# search-semantically

Embeddable semantic code search with multi-signal POEM ranking.
A Rust library crate that provides local, incremental code search combining BM25 full-text search, vector similarity via ONNX embeddings, path matching, symbol matching, import graph propagation, and git recency — ranked using **Pareto Optimal Embedded Modelling (POEM)**.
> [!NOTE]
> I ([@Fizzizist](https://github.com/Fizzizist)) cannot take credit for the data science that went into this crate.

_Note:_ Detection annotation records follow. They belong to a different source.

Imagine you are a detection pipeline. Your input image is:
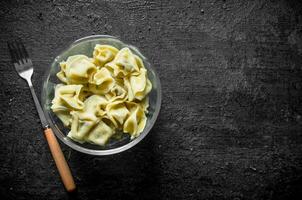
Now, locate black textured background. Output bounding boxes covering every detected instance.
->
[0,0,302,200]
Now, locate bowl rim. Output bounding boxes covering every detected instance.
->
[41,35,162,156]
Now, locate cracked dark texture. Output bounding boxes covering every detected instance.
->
[0,0,302,200]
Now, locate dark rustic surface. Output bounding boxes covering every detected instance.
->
[0,0,302,200]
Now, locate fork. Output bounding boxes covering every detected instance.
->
[8,39,76,192]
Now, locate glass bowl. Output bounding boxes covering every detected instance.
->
[41,35,161,155]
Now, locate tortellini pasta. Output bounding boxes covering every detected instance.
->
[51,44,152,146]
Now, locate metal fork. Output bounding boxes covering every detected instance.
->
[8,39,76,192]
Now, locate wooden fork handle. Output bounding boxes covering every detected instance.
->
[44,128,76,192]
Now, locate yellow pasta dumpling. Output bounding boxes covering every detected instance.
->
[93,44,118,67]
[63,55,96,84]
[106,101,129,128]
[89,67,114,94]
[87,121,115,146]
[123,102,147,138]
[51,84,84,111]
[105,48,142,77]
[51,45,152,146]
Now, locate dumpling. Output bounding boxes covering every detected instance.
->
[51,45,152,146]
[93,44,118,67]
[105,47,140,77]
[77,95,108,121]
[105,82,127,102]
[57,55,96,84]
[123,102,147,139]
[106,101,129,128]
[51,84,84,112]
[124,68,152,101]
[87,121,115,146]
[89,67,114,94]
[67,111,97,143]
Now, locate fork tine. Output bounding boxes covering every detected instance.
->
[7,42,18,63]
[15,38,28,59]
[19,39,29,59]
[15,40,25,62]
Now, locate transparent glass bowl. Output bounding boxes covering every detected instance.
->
[41,35,161,155]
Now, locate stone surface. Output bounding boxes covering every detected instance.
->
[0,0,302,200]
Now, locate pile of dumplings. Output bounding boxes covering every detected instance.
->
[51,44,152,146]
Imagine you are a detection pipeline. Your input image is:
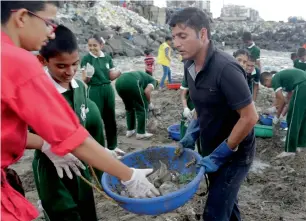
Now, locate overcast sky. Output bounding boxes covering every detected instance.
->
[154,0,306,21]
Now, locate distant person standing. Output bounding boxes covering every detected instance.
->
[242,32,261,70]
[144,49,155,76]
[157,37,172,88]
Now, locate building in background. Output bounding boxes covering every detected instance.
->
[220,4,261,22]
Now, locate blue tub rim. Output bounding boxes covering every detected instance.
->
[167,124,180,135]
[101,146,205,204]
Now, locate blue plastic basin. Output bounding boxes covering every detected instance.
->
[102,147,204,215]
[280,121,288,129]
[167,124,181,141]
[259,115,274,126]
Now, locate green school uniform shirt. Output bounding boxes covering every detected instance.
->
[247,43,260,60]
[181,78,194,110]
[81,51,114,85]
[120,71,157,89]
[47,73,105,146]
[272,69,306,92]
[293,59,306,71]
[247,68,260,94]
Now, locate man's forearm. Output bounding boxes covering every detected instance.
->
[72,138,133,181]
[26,132,44,150]
[253,84,259,101]
[181,90,188,108]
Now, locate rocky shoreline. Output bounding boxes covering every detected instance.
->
[59,0,306,57]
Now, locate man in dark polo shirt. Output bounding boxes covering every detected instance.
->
[169,8,258,221]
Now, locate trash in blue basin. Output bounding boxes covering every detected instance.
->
[102,147,204,215]
[259,115,274,126]
[167,124,181,141]
[280,120,288,129]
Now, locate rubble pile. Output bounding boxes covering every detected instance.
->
[212,20,306,52]
[59,0,170,57]
[59,0,306,57]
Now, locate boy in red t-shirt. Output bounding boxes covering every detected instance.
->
[144,49,155,76]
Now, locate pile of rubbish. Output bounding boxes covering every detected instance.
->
[212,20,306,52]
[58,0,306,57]
[58,0,170,57]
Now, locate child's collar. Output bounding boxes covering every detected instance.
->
[45,68,79,94]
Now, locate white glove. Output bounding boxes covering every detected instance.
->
[183,107,193,121]
[273,116,279,124]
[266,107,277,114]
[41,141,86,179]
[279,115,286,120]
[121,168,160,198]
[114,147,126,156]
[85,63,95,78]
[105,147,125,160]
[149,103,154,110]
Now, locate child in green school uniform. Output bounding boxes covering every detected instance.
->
[260,69,306,156]
[32,26,119,221]
[81,34,122,152]
[116,71,157,139]
[293,48,306,71]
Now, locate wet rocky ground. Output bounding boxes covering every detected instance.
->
[13,51,306,221]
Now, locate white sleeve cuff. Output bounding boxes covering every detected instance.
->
[148,84,155,90]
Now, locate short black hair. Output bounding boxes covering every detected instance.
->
[169,7,211,39]
[88,33,105,44]
[290,52,297,59]
[1,1,60,25]
[165,36,172,41]
[233,49,250,58]
[297,48,306,58]
[260,71,273,85]
[39,25,78,61]
[144,49,153,55]
[242,31,252,41]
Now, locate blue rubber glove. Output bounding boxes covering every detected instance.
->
[199,141,235,173]
[179,119,200,150]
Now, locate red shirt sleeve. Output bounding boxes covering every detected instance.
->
[1,48,89,155]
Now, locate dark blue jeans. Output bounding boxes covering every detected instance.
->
[160,65,171,88]
[179,119,200,150]
[203,136,255,221]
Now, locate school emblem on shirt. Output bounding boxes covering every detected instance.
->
[81,104,88,121]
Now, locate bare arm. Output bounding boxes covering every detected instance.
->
[253,84,259,101]
[72,137,133,181]
[144,84,154,103]
[227,103,258,149]
[26,132,44,150]
[82,70,87,83]
[255,59,261,70]
[181,89,188,108]
[109,69,121,81]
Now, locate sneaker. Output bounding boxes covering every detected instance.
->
[126,130,135,137]
[136,132,153,140]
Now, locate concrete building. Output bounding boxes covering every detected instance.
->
[167,0,210,12]
[220,5,260,21]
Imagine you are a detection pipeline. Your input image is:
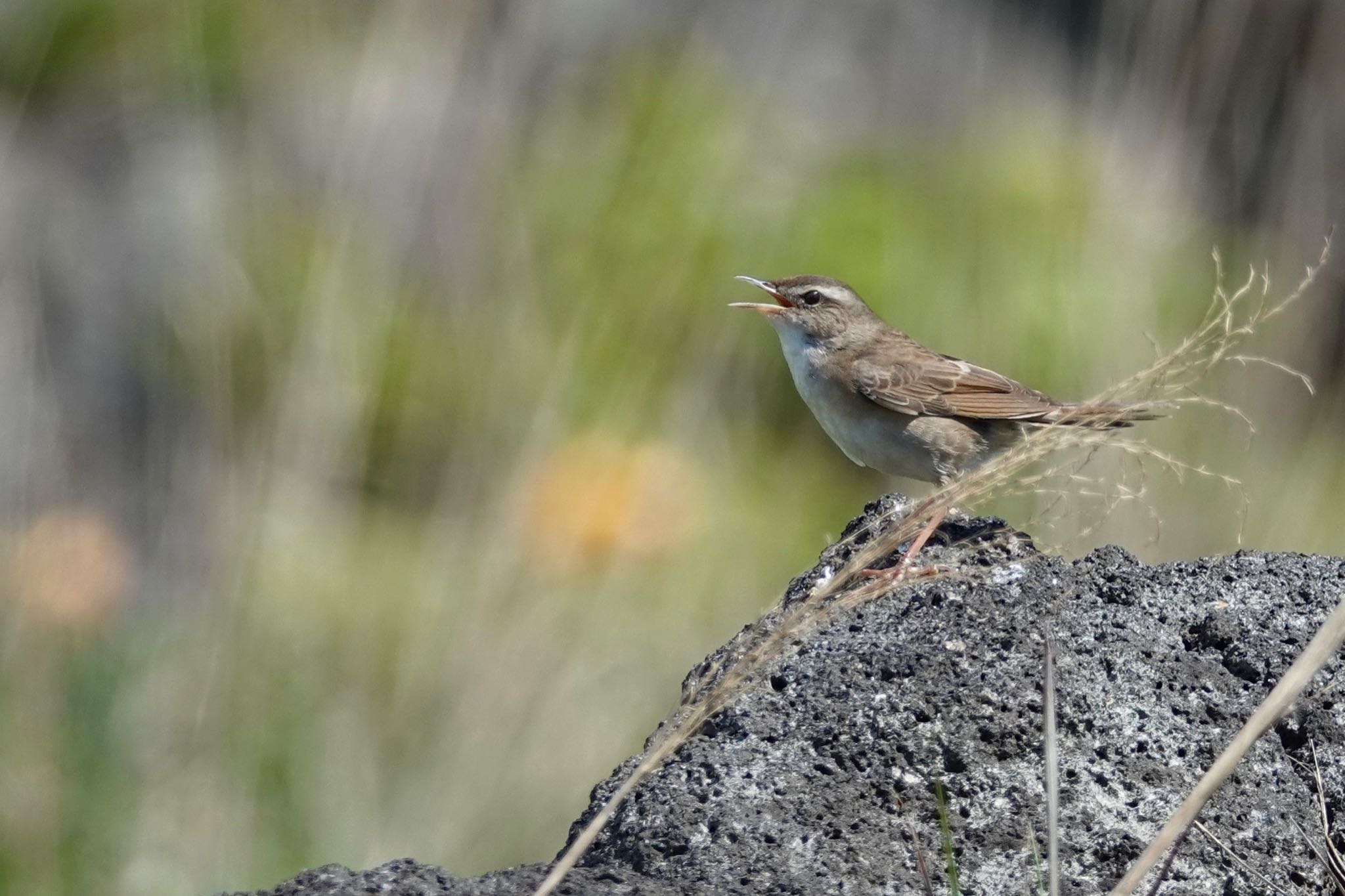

All credit goes to the hard work done by [@aebrer](https://github.com/aebrer) and colleagues.
## Features
- **Semantic search** — ONNX-powered `all-MiniLM-L6-v2` embeddings with cosine similarity
- **Full-text search** — BM25 scoring over chunk content
- **Tree-sitter chunking** — language-aware splitting into functions, structs, impls, etc.
- **Multi-signal ranking** — six independent signals fused via POEM
- **Incremental indexing** — only re-indexes files changed since last run (mtime diffing)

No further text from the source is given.